Chassez le naturel, il revient au galop. Ce dicton s’impose, de nos jours, dans le lexique politique qui accompagne la campagne électorale pour les législatives du 6 octobre et fait revivre aux Tunisiennes et Tunisiens l’atmosphère de tension, de division et de polémique qu’ils ont subie il y a de cela cinq années quand le clivage identitaire nous a mis face à l’urgence de choisir entre ceux qui «craignent Dieu», d’une part, et ceux qui renient l’identité arabo-musulmane du pays, voire les préceptes de l’Islam, d’autre part.

Aujourd’hui, Rached Ghannouchi, le président d’Ennahdha et peut-être le futur président du Parlement ou du gouvernement, nous sert le même menu.

Mais cette fois, il opte pour une autre équation simple, claire et tranchante : «Ceux qui ne voteront pas pour Ennahdha auront voté pour les forces anti-révolution».

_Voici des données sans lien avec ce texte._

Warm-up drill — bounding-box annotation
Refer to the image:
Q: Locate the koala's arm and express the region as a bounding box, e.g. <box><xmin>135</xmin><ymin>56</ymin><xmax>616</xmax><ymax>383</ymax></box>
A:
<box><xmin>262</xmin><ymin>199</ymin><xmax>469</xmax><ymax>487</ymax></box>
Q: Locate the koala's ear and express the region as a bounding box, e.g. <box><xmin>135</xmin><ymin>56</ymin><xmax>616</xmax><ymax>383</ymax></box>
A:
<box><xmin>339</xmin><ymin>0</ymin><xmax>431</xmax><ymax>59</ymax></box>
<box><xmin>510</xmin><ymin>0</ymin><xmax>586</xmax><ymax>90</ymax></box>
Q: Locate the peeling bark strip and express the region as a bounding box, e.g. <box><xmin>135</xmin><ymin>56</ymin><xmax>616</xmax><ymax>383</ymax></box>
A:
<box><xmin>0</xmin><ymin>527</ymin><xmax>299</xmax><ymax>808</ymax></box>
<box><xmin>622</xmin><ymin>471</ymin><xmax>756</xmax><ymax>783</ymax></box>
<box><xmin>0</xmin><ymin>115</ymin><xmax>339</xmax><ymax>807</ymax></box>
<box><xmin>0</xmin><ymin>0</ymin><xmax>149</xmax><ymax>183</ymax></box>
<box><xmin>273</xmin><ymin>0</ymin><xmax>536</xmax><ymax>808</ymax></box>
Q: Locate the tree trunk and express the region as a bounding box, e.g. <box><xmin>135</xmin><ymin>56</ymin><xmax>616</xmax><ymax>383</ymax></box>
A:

Donc, les choses sont claires comme de l’eau de roche : Ennahdha est le parti-symbole de la révolution et les Tunisiens qui accorderont leurs voix, le dimanche 6 octobre, à un autre parti politique, aux membres d’une liste indépendante ou à une coalition indépendante sont à considérer comme antirévolutionnaires, donc des ennemis de la révolution de la liberté et de la dignité.

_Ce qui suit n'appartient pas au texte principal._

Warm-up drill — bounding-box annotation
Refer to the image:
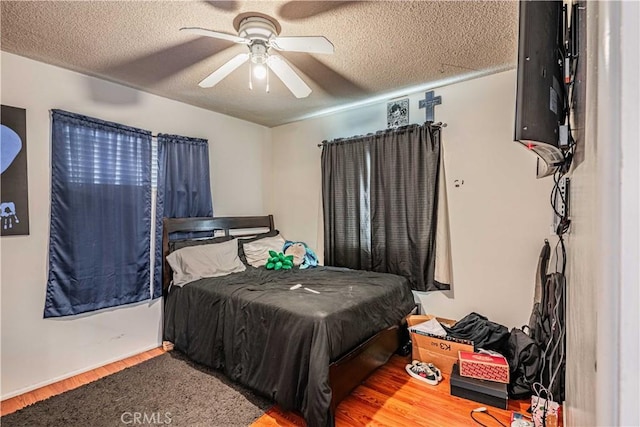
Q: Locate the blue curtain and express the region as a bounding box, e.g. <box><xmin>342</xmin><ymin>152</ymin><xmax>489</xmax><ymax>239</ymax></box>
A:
<box><xmin>153</xmin><ymin>134</ymin><xmax>213</xmax><ymax>297</ymax></box>
<box><xmin>44</xmin><ymin>110</ymin><xmax>151</xmax><ymax>317</ymax></box>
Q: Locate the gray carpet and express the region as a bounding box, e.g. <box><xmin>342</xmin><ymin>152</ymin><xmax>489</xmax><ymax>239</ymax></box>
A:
<box><xmin>0</xmin><ymin>351</ymin><xmax>272</xmax><ymax>427</ymax></box>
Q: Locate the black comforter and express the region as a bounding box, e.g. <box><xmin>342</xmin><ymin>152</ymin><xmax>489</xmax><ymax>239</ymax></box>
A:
<box><xmin>164</xmin><ymin>267</ymin><xmax>414</xmax><ymax>426</ymax></box>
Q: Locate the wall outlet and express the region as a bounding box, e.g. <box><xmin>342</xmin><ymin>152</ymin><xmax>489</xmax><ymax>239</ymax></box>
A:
<box><xmin>550</xmin><ymin>177</ymin><xmax>571</xmax><ymax>235</ymax></box>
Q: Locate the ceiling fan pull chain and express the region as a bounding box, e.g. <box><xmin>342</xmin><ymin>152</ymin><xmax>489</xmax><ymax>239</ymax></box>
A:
<box><xmin>265</xmin><ymin>61</ymin><xmax>269</xmax><ymax>93</ymax></box>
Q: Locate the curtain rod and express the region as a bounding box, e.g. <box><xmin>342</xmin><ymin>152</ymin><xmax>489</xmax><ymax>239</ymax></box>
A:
<box><xmin>318</xmin><ymin>122</ymin><xmax>447</xmax><ymax>148</ymax></box>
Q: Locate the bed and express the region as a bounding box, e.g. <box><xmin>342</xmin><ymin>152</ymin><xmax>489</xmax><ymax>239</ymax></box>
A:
<box><xmin>163</xmin><ymin>215</ymin><xmax>415</xmax><ymax>427</ymax></box>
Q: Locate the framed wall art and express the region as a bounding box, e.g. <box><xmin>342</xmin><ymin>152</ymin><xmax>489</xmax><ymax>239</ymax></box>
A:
<box><xmin>0</xmin><ymin>105</ymin><xmax>29</xmax><ymax>236</ymax></box>
<box><xmin>387</xmin><ymin>98</ymin><xmax>409</xmax><ymax>128</ymax></box>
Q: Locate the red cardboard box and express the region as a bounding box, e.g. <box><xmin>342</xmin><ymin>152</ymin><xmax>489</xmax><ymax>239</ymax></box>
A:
<box><xmin>458</xmin><ymin>351</ymin><xmax>509</xmax><ymax>384</ymax></box>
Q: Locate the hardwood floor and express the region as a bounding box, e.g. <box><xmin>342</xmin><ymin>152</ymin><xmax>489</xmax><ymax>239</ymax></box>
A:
<box><xmin>0</xmin><ymin>348</ymin><xmax>544</xmax><ymax>427</ymax></box>
<box><xmin>0</xmin><ymin>347</ymin><xmax>165</xmax><ymax>415</ymax></box>
<box><xmin>251</xmin><ymin>356</ymin><xmax>529</xmax><ymax>427</ymax></box>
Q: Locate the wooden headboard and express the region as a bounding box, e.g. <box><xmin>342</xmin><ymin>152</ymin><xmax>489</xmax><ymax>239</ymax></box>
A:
<box><xmin>162</xmin><ymin>215</ymin><xmax>274</xmax><ymax>294</ymax></box>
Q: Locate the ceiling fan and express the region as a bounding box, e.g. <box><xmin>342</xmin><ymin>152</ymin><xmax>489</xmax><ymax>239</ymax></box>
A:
<box><xmin>180</xmin><ymin>16</ymin><xmax>334</xmax><ymax>98</ymax></box>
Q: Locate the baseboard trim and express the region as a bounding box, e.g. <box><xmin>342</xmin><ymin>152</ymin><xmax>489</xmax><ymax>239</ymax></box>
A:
<box><xmin>0</xmin><ymin>342</ymin><xmax>162</xmax><ymax>401</ymax></box>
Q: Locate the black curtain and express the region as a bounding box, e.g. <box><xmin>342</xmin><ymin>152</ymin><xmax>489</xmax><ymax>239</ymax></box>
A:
<box><xmin>153</xmin><ymin>134</ymin><xmax>213</xmax><ymax>298</ymax></box>
<box><xmin>322</xmin><ymin>123</ymin><xmax>448</xmax><ymax>291</ymax></box>
<box><xmin>44</xmin><ymin>110</ymin><xmax>151</xmax><ymax>317</ymax></box>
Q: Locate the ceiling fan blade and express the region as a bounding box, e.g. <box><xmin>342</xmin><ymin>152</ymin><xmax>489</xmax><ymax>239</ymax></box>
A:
<box><xmin>198</xmin><ymin>53</ymin><xmax>249</xmax><ymax>87</ymax></box>
<box><xmin>271</xmin><ymin>36</ymin><xmax>334</xmax><ymax>53</ymax></box>
<box><xmin>180</xmin><ymin>27</ymin><xmax>249</xmax><ymax>44</ymax></box>
<box><xmin>267</xmin><ymin>55</ymin><xmax>311</xmax><ymax>98</ymax></box>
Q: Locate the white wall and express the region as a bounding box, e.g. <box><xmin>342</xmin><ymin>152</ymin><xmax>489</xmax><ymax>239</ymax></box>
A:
<box><xmin>0</xmin><ymin>52</ymin><xmax>271</xmax><ymax>399</ymax></box>
<box><xmin>565</xmin><ymin>2</ymin><xmax>640</xmax><ymax>426</ymax></box>
<box><xmin>269</xmin><ymin>71</ymin><xmax>551</xmax><ymax>327</ymax></box>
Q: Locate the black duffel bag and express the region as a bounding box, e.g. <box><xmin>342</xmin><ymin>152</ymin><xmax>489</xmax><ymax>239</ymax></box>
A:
<box><xmin>504</xmin><ymin>328</ymin><xmax>540</xmax><ymax>399</ymax></box>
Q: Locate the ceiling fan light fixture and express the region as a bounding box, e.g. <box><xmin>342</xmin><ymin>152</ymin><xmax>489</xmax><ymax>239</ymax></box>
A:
<box><xmin>252</xmin><ymin>63</ymin><xmax>267</xmax><ymax>80</ymax></box>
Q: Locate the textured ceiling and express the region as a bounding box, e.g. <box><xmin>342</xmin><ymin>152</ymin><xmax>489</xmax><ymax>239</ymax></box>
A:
<box><xmin>0</xmin><ymin>0</ymin><xmax>518</xmax><ymax>126</ymax></box>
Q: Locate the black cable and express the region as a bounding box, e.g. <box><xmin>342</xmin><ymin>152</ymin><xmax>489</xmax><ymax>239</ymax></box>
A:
<box><xmin>469</xmin><ymin>410</ymin><xmax>507</xmax><ymax>427</ymax></box>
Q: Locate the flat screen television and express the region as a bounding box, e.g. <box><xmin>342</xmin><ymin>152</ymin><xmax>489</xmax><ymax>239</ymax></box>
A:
<box><xmin>514</xmin><ymin>0</ymin><xmax>566</xmax><ymax>177</ymax></box>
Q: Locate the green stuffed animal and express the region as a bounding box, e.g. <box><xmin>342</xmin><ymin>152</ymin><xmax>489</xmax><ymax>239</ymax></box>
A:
<box><xmin>265</xmin><ymin>251</ymin><xmax>293</xmax><ymax>270</ymax></box>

Par conséquent, les «antirévolutionnaires» qui ont choisi par eux-mêmes leur positionnement doivent être combattus par tous les moyens, l’objectif recherché étant de sauver la révolution, de la préserver, à tout prix, de ses ennemis et de se mobiliser pour que les fidèles puissent triompher afin de concrétiser les idéaux de la révolution.

Le dimanche 6 octobre constitue, dans la philosophie du président d’Ennahdha, une journée décisive puisque la victoire des nahdhaouis permettra, enfin, «au parti de la révolution, empêché depuis 2011, de consacrer les choix de la révolution, de se pencher sur sa mission civilisationnelle, celle de conduire le pays sur la voie du développement et du progrès», loin des forces anti-révolutionnaires qui ont «géré le pays, l’entraînant vers le chaos et l’inconnu durant les huit dernières années».

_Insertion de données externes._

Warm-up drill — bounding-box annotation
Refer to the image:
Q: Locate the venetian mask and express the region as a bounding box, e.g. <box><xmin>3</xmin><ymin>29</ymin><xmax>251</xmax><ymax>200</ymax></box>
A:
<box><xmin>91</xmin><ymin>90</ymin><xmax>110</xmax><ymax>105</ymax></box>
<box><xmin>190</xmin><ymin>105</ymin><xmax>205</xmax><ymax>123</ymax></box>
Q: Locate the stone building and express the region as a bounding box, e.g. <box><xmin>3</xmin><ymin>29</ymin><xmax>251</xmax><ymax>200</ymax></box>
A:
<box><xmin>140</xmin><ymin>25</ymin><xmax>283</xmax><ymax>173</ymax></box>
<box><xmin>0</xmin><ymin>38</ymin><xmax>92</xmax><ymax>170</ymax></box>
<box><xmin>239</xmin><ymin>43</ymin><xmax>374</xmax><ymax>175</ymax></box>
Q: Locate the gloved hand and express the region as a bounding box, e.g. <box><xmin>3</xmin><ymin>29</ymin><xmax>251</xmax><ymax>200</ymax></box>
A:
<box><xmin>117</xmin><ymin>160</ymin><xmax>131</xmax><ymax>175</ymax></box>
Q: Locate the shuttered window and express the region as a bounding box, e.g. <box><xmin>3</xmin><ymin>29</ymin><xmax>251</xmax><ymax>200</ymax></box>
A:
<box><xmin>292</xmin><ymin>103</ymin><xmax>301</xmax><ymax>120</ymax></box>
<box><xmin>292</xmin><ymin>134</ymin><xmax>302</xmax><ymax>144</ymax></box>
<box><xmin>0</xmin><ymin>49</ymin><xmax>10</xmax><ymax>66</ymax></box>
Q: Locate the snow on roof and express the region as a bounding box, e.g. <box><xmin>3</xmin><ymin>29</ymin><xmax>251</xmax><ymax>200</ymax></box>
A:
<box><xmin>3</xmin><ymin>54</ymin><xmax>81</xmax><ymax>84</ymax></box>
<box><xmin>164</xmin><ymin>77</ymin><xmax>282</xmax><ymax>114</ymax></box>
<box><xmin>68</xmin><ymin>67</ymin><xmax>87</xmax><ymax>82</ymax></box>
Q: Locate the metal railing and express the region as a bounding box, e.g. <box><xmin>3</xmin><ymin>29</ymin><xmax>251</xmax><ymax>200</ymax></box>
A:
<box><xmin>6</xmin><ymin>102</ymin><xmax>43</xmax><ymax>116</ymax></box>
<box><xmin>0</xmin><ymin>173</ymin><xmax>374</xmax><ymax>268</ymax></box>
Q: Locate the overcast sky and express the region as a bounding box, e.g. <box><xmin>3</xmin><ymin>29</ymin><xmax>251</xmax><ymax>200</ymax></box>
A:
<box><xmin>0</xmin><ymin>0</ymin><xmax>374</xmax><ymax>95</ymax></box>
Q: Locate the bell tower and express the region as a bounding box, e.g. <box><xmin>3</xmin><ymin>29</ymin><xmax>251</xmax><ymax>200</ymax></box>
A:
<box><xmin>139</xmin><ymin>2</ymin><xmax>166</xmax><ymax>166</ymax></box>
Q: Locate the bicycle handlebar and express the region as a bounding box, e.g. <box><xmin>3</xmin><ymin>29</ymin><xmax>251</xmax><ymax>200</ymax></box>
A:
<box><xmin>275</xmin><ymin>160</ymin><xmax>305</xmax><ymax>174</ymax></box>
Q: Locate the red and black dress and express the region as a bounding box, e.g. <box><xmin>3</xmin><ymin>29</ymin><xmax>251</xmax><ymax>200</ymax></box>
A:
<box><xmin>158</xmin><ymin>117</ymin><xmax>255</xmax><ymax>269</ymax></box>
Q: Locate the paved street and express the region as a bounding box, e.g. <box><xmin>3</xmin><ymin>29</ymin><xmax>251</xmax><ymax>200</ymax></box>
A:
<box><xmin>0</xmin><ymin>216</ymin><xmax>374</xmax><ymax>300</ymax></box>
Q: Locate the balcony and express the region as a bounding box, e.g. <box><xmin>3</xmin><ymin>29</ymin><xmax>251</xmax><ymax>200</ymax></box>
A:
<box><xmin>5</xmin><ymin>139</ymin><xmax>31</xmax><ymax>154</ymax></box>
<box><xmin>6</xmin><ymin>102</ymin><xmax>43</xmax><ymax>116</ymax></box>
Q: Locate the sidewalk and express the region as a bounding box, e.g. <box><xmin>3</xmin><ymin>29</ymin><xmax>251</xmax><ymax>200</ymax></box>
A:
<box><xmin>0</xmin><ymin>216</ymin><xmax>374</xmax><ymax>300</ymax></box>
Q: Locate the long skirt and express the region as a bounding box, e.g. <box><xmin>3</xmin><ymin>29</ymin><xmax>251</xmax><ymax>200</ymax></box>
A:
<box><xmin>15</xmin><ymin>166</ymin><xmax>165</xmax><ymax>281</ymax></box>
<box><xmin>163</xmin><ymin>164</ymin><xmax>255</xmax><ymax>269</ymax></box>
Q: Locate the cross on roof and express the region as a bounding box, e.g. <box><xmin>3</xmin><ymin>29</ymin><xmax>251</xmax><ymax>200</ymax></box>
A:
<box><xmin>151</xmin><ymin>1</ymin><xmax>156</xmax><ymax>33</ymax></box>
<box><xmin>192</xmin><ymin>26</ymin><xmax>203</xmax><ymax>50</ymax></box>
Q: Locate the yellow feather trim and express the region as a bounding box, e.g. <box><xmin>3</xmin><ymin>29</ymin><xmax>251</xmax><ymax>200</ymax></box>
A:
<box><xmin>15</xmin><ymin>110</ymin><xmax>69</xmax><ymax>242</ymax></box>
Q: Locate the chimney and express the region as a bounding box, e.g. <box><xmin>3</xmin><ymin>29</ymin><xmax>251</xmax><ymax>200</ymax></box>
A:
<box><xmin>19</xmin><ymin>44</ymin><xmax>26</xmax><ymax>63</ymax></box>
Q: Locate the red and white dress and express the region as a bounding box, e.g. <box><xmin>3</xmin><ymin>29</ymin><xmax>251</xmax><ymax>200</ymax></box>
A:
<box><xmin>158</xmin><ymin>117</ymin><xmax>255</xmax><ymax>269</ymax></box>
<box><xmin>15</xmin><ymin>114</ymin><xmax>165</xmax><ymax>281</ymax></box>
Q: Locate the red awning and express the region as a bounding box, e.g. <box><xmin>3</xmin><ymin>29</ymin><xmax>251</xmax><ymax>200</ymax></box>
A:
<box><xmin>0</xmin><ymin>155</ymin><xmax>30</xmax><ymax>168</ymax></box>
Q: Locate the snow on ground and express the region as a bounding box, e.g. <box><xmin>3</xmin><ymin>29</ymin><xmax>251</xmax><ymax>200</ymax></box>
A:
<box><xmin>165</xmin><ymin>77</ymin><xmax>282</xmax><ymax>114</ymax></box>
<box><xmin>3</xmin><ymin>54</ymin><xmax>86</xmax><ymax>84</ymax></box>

Que faut-il retenir de ce nouveau discours développé par le président d’Ennahdha à quelques jours des législatives ?

La dimension simpliste dont Ghannouchi enveloppe ses approches, la thèse qu’il colporte dans ses déclarations, qu’il avance comme des vérités scientifiques et la suffisance provocatrice qu’il imprime à ses petites phrases assassines ou slogans propagandistes ne cachent-elles pas, en réalité, la peur, la crainte, voire la certitude qu’il ressent quant à une éventuelle défaite de son parti et donc l’évaporation de ses attentes qu’il s’est trouvé obligé de réviser à la baisse quand Abdelfattah Mourou, «l’un des meilleurs parmi nous», comme il le disait lui-même, a été battu le 15 septembre dernier par deux outsiders dont l’un croupit toujours en prison. Sauf que le parti du «prisonnier» menace sérieusement Ennahdha de lui ravir la deuxième présidence, celle de La Kasbah.